In 2002, John Gregory stepped down as CEO, and his brother Jefferson Gregory took over. Then in 2004, Jeff Gregory stepped down as well after the SEC began investigations into King's Medicaid billing practices. The board named Brian Markison to replace him. Soon after, in July 2004, a deal was made for Mylan Laboratories to acquire King for $4 billion. Investors, most notably Carl Icahn, were critical of the merger, saying that Mylan was overpaying for King. The next year the deal was called off.
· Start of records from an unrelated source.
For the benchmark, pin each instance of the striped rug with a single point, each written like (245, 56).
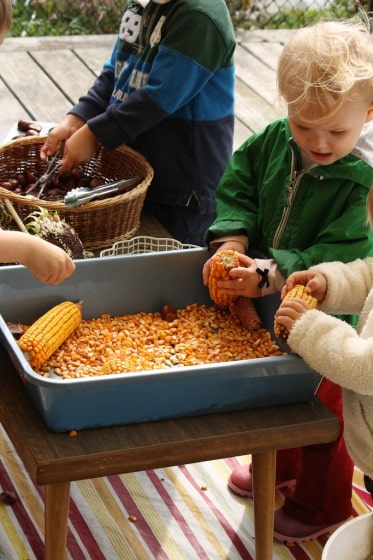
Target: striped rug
(176, 513)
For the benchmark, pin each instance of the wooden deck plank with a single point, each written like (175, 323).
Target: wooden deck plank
(54, 82)
(254, 111)
(33, 88)
(67, 72)
(257, 75)
(12, 110)
(94, 58)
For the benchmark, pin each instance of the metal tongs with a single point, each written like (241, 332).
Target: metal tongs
(53, 165)
(82, 195)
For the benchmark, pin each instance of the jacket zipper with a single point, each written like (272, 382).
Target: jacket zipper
(292, 191)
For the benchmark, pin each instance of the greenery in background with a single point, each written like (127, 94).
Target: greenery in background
(77, 17)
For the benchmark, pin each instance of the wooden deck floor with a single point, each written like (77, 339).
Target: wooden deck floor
(41, 77)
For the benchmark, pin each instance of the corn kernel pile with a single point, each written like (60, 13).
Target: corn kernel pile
(144, 341)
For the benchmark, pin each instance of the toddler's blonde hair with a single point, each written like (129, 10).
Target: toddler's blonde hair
(5, 14)
(324, 65)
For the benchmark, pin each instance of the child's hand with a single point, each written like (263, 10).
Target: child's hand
(314, 281)
(62, 131)
(244, 279)
(47, 262)
(79, 148)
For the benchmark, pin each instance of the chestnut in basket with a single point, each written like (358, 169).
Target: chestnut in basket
(56, 187)
(29, 128)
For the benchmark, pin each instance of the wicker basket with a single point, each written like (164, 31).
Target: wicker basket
(145, 244)
(98, 223)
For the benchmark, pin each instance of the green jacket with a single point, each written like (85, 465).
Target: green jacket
(299, 218)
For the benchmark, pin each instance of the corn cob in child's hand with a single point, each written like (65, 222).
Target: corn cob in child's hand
(221, 264)
(299, 292)
(240, 307)
(48, 332)
(243, 308)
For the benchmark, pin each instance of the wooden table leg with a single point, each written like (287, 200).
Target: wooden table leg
(264, 467)
(57, 499)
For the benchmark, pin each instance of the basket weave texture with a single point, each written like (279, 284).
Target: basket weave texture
(99, 223)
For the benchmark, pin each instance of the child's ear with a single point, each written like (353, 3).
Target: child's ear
(369, 115)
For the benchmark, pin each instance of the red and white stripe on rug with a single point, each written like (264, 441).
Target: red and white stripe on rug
(175, 513)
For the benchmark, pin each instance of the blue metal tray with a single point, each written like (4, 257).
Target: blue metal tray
(129, 284)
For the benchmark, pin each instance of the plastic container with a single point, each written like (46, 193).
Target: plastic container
(144, 244)
(128, 284)
(352, 541)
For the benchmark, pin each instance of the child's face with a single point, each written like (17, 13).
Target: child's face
(328, 141)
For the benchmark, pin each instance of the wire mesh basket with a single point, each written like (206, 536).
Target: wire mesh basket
(99, 223)
(144, 244)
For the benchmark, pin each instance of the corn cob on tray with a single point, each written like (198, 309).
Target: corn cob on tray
(123, 285)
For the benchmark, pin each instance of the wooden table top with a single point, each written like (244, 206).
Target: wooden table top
(53, 458)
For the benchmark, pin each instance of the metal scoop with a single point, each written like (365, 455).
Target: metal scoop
(82, 195)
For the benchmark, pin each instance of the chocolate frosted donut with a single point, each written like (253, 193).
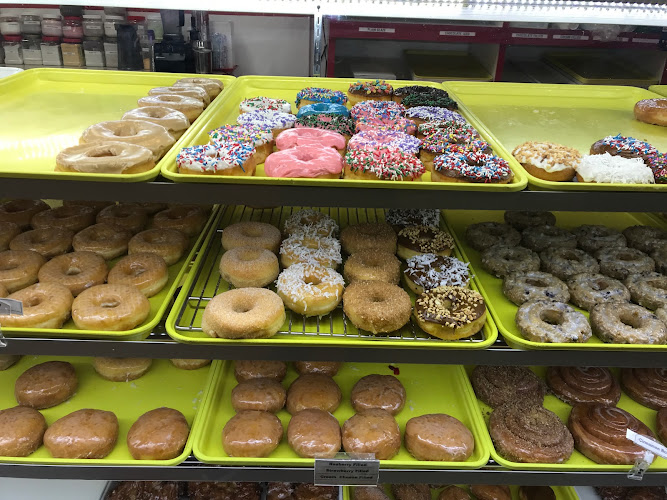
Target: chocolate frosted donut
(583, 385)
(497, 385)
(647, 386)
(599, 433)
(523, 431)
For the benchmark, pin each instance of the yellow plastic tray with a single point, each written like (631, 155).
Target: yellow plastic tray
(204, 282)
(227, 109)
(159, 304)
(502, 309)
(573, 115)
(577, 461)
(128, 400)
(46, 109)
(421, 382)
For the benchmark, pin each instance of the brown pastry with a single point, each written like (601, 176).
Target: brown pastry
(245, 370)
(378, 391)
(158, 434)
(524, 431)
(252, 434)
(21, 431)
(647, 386)
(497, 385)
(372, 431)
(46, 385)
(313, 390)
(262, 394)
(583, 385)
(599, 433)
(82, 434)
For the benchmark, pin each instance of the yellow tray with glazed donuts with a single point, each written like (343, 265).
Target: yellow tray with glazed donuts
(577, 461)
(572, 115)
(159, 303)
(46, 109)
(334, 329)
(502, 309)
(421, 382)
(227, 110)
(128, 400)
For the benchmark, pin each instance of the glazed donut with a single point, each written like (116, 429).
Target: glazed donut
(539, 238)
(483, 235)
(588, 289)
(367, 236)
(105, 239)
(574, 385)
(592, 238)
(19, 268)
(169, 244)
(45, 305)
(524, 431)
(110, 308)
(309, 289)
(21, 212)
(647, 386)
(564, 263)
(249, 267)
(377, 307)
(48, 242)
(548, 321)
(189, 106)
(77, 271)
(534, 285)
(450, 312)
(621, 323)
(71, 217)
(501, 260)
(251, 234)
(129, 216)
(620, 262)
(599, 433)
(244, 313)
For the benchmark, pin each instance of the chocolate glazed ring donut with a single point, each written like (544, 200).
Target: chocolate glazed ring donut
(583, 385)
(599, 434)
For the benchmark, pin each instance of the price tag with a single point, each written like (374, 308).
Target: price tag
(346, 470)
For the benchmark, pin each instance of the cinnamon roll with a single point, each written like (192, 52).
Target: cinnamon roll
(647, 386)
(524, 431)
(583, 385)
(599, 433)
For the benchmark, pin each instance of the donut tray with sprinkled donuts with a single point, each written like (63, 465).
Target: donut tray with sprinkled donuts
(455, 398)
(333, 329)
(577, 461)
(503, 310)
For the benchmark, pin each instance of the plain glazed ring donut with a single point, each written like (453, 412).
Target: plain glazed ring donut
(77, 271)
(110, 308)
(534, 285)
(48, 242)
(544, 321)
(589, 289)
(501, 260)
(483, 235)
(107, 240)
(146, 271)
(169, 244)
(566, 262)
(19, 268)
(21, 212)
(620, 323)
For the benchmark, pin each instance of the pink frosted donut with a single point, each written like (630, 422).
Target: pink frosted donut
(305, 161)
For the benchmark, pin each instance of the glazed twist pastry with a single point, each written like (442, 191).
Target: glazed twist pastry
(583, 385)
(647, 386)
(599, 433)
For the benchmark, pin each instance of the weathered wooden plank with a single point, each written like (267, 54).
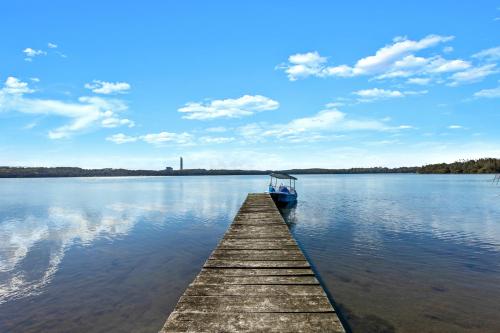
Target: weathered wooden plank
(293, 254)
(254, 290)
(253, 322)
(221, 304)
(256, 271)
(261, 244)
(256, 264)
(258, 279)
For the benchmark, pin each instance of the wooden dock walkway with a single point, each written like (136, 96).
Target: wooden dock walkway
(257, 279)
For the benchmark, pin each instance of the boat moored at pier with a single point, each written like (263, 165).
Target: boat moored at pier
(282, 194)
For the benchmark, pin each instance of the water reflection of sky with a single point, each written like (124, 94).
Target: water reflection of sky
(42, 218)
(127, 247)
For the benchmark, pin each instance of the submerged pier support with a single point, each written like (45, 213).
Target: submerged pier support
(257, 279)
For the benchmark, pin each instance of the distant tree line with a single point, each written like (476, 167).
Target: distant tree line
(484, 165)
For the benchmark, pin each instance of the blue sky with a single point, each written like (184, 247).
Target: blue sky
(260, 84)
In 2008 King Pharmaceuticals acquired Alpharma Pharmaceuticals to expand into the pain treatment market. From the acquisition, King gained the patents on the pain management drugs, Flector and Embeda. They also gained a completely separate animal health division, which focuses on the many agricultural and animal health needs of livestock animals.

== Acquisition ==

On October 12, 2010, Pfizer Inc. announced it would acquire Bristol-based King Pharmaceuticals, Inc. for a total cost to Pfizer of $3.6 billion in cash or $14.25 per share. The acquisition was expected to expand Pfizer's product line of pain relief and management medication by adding King products such as Embeda, Avinza, and the Flector Patch. Other product lines that made King attractive to Pfizer included the EpiPen for emergency delivery of medications and the Alpharma animal health line.